Lexplore is a rapid reading assessment that uses eye-tracking technology and artificial intelligence to determine overall reading ability, risk for dyslexia, fluency level, comprehension level and recommendations for instruction. This technology offers educators a digital, evidence-based way of measuring student reading levels that is fast and objective, allowing educators more time to provide the personalized supports that students need to help them grow as readers.

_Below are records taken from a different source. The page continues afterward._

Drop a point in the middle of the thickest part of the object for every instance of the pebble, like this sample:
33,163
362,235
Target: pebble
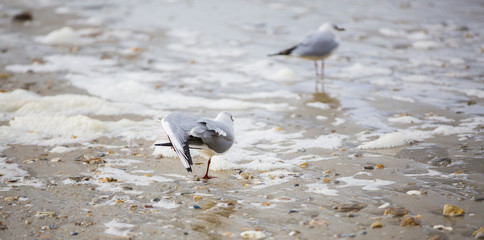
441,161
349,207
442,227
410,221
414,192
376,225
251,234
396,211
347,235
10,198
452,210
22,17
479,233
437,237
385,205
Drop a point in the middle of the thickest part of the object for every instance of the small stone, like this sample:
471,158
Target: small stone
437,237
251,234
22,17
380,166
442,227
376,225
385,205
440,161
10,198
452,210
410,221
479,233
396,211
414,192
304,165
349,207
46,214
347,235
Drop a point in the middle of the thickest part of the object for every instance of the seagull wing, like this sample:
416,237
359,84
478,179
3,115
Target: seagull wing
178,137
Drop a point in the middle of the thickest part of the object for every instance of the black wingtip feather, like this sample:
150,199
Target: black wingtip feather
163,144
284,52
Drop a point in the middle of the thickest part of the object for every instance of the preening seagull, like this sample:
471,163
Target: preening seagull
316,46
210,137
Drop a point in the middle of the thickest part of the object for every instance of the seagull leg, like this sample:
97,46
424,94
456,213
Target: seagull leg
322,74
317,75
206,173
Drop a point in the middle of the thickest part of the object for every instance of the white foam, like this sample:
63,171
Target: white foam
395,139
404,120
474,93
330,141
319,105
69,63
426,44
366,184
338,121
24,103
321,188
64,35
206,51
269,70
61,149
359,70
403,99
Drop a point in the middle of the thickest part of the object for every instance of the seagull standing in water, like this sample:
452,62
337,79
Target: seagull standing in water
210,137
316,46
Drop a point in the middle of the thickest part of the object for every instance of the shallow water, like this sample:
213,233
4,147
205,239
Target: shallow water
404,88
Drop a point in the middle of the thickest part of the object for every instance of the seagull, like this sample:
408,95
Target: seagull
210,137
316,46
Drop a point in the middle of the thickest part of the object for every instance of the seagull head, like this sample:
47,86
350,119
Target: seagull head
225,117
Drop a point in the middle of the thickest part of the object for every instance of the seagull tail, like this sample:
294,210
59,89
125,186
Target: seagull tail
171,145
163,144
284,52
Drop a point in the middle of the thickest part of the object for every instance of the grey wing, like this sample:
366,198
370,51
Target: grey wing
316,45
177,127
217,136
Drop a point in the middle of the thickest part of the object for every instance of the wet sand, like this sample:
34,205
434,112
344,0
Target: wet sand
113,188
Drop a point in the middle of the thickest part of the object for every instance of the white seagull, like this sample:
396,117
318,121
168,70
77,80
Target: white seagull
210,137
316,46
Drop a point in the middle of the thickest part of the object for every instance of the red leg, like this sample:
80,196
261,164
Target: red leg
206,173
322,75
316,68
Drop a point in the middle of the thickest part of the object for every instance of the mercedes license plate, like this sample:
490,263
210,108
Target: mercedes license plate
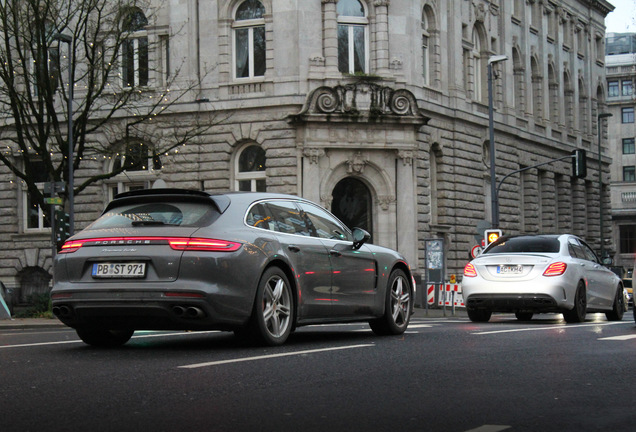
510,269
119,270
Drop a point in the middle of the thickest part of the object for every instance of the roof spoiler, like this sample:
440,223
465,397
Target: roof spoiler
222,202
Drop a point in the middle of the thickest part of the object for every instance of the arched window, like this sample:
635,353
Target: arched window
537,89
429,44
134,49
584,116
568,112
250,169
352,204
249,40
352,37
553,94
519,86
478,61
138,167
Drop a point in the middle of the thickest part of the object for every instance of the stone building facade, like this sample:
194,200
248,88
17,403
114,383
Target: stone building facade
378,109
620,61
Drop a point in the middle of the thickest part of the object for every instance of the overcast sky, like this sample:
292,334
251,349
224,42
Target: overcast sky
623,18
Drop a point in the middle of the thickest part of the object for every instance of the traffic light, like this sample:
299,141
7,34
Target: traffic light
579,164
491,236
62,227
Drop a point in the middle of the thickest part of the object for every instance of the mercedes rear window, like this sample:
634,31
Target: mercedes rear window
184,214
525,244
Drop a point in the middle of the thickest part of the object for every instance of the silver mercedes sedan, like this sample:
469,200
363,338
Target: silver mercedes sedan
254,263
530,274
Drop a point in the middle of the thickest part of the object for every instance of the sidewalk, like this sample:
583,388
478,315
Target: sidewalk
43,323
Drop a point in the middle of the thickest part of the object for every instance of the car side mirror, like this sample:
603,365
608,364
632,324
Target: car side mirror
360,237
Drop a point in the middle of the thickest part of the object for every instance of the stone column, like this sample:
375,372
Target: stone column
330,35
406,219
382,36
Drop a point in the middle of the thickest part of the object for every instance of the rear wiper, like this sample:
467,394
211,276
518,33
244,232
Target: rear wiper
137,223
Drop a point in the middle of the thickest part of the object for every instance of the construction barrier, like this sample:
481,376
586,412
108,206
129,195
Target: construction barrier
446,295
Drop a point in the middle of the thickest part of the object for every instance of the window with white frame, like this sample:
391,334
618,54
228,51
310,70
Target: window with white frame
426,48
250,169
33,215
138,166
478,66
249,40
353,37
134,50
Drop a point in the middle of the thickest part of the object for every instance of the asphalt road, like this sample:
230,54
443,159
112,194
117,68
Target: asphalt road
444,374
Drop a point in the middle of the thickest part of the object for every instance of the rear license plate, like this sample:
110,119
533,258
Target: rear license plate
512,269
119,270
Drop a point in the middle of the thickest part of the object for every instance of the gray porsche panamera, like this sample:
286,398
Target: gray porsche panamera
258,264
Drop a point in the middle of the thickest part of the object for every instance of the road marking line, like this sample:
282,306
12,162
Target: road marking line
624,337
490,428
37,344
555,327
270,356
141,336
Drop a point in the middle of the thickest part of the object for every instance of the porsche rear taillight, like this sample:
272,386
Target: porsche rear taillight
71,246
176,243
202,244
555,269
470,271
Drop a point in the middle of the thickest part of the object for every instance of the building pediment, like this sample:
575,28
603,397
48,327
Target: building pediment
362,101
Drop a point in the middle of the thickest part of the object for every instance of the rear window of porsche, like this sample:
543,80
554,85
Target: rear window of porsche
184,214
526,244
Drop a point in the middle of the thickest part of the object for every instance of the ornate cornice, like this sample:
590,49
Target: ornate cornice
361,101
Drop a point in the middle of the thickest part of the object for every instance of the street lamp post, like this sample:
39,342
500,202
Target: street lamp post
71,193
491,137
600,180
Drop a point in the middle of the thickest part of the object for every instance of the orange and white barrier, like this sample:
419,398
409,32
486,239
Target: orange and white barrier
448,295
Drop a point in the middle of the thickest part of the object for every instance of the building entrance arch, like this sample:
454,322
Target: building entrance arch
352,204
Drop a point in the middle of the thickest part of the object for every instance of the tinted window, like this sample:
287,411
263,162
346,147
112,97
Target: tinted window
574,247
287,218
589,253
259,217
185,214
323,225
526,244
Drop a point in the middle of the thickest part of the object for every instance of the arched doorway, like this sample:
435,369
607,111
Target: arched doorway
352,204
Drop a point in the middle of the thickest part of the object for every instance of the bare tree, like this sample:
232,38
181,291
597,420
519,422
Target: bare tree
117,86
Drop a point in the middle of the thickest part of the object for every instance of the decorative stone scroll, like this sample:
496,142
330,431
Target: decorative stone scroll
363,99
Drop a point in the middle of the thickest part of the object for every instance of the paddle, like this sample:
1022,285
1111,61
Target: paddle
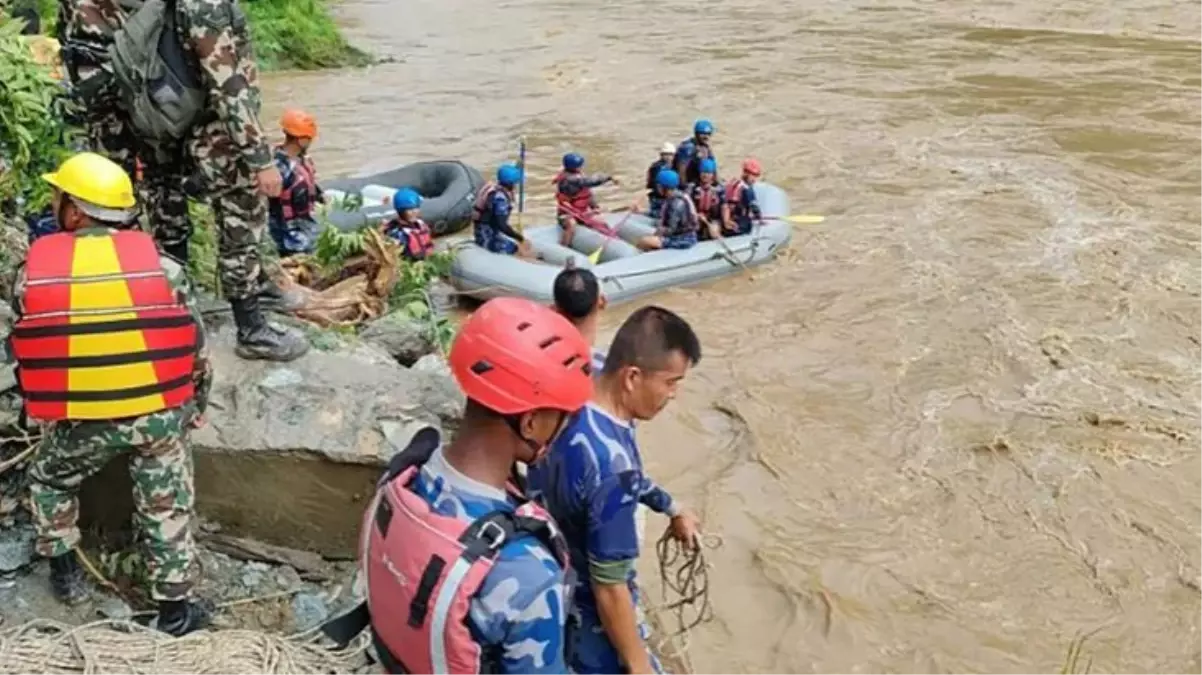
522,183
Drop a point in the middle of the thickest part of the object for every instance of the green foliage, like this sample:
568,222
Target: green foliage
33,135
299,34
411,296
202,249
335,246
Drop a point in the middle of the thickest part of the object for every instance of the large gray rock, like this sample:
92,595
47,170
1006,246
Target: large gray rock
16,547
291,452
404,339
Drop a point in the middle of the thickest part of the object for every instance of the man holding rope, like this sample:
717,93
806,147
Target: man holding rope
111,357
593,481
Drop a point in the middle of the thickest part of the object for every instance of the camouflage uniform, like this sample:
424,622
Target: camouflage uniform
160,467
226,149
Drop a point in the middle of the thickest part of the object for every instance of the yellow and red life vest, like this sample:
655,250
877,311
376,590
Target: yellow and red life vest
102,334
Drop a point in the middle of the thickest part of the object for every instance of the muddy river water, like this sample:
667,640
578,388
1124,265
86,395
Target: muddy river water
953,426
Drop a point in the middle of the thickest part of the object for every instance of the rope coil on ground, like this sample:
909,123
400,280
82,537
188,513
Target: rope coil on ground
685,575
119,646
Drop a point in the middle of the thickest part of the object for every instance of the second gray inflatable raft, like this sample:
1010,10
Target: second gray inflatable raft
624,272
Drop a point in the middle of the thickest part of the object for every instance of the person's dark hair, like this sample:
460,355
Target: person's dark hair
576,292
33,22
648,338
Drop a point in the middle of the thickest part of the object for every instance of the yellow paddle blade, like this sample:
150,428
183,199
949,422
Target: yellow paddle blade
804,219
596,255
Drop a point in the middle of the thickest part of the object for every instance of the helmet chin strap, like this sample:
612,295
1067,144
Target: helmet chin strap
536,447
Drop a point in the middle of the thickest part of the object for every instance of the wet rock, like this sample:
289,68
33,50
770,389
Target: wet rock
404,339
309,610
16,547
438,387
114,608
287,578
291,453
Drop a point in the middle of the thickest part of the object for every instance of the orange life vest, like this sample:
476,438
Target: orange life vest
579,207
102,334
576,205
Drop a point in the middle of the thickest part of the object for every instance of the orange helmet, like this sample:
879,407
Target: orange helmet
298,124
516,356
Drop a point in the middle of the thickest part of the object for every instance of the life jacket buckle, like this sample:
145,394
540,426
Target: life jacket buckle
493,533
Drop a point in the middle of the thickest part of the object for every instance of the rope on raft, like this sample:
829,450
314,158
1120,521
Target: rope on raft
51,647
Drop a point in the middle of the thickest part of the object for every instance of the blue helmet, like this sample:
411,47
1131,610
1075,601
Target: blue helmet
667,178
406,198
573,161
509,174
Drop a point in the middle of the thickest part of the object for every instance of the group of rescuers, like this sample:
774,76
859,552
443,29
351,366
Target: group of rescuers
470,566
697,209
468,569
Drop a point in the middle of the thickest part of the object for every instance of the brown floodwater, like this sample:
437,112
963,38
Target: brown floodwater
954,425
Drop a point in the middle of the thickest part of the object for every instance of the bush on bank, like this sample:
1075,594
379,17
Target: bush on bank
298,35
287,34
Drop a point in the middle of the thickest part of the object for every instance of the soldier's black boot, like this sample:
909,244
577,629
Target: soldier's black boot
67,580
261,340
178,251
180,617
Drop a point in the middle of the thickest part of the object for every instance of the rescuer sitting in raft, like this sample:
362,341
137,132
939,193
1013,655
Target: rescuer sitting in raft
408,228
578,297
678,220
464,574
575,201
491,216
667,151
290,216
593,481
692,150
742,208
708,198
111,357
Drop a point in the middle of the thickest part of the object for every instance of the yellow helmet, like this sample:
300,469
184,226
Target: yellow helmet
97,185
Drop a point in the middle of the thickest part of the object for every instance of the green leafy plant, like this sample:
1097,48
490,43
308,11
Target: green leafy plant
299,34
411,296
33,136
335,246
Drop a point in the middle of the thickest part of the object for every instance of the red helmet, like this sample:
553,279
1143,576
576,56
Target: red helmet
516,356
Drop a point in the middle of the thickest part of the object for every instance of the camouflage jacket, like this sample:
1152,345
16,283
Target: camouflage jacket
215,33
168,420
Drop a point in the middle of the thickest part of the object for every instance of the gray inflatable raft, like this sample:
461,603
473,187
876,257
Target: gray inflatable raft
447,187
625,273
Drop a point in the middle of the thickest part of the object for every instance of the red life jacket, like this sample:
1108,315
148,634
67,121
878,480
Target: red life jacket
707,198
579,207
735,196
297,198
422,569
415,238
482,198
575,205
102,334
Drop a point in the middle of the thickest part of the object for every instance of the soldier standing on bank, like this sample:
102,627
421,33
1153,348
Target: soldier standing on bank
173,83
111,357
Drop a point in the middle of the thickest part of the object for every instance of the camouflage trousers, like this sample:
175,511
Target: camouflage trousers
222,179
164,494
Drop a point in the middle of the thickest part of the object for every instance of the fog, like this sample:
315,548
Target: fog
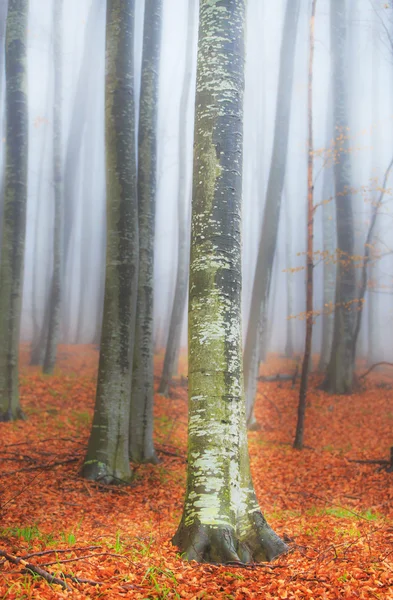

The development of Lexplore is based on over 25 years of research (including a longitudinal study) at the Karolinska Institute in Stockholm, Sweden. Known as the Kronobergsprojektet, this study, which was launched almost 30 years ago, examined reading difficulties and tracked the eye movements of children—both those with difficulties and those without. Eye-tracking during reading was conducted on children in 3rd grade, and reading difficulties were assessed until adulthood. What makes the Kronobergsprojektet study unique is that children were monitored over a long period of time and the integrity of the recorded eye movement data was able to be maintained. Something that could not be done at the time but which is possible now—advanced statistical analysis—is key to the Lexplore method. By analyzing eye movement patterns from the Kronobergsprojektet study, Lexplore professionals were able to show that statistical models based on the data could, with a high degree of accuracy (95.6%), predict which students were experiencing difficulties after as little as 30 seconds of reading. The analysis also showed that the method provides a good balance between sensitivity (ability to find all of the children who are struggling) and specificity (ability to distinguish which children are not struggling).
While Lexplore is only one type of educational technology focused on solving the issue of data analysis, it provides an example of the type of experience educators want to have when utilizing technology: an experience that allows them to tailor instruction without being data analysts.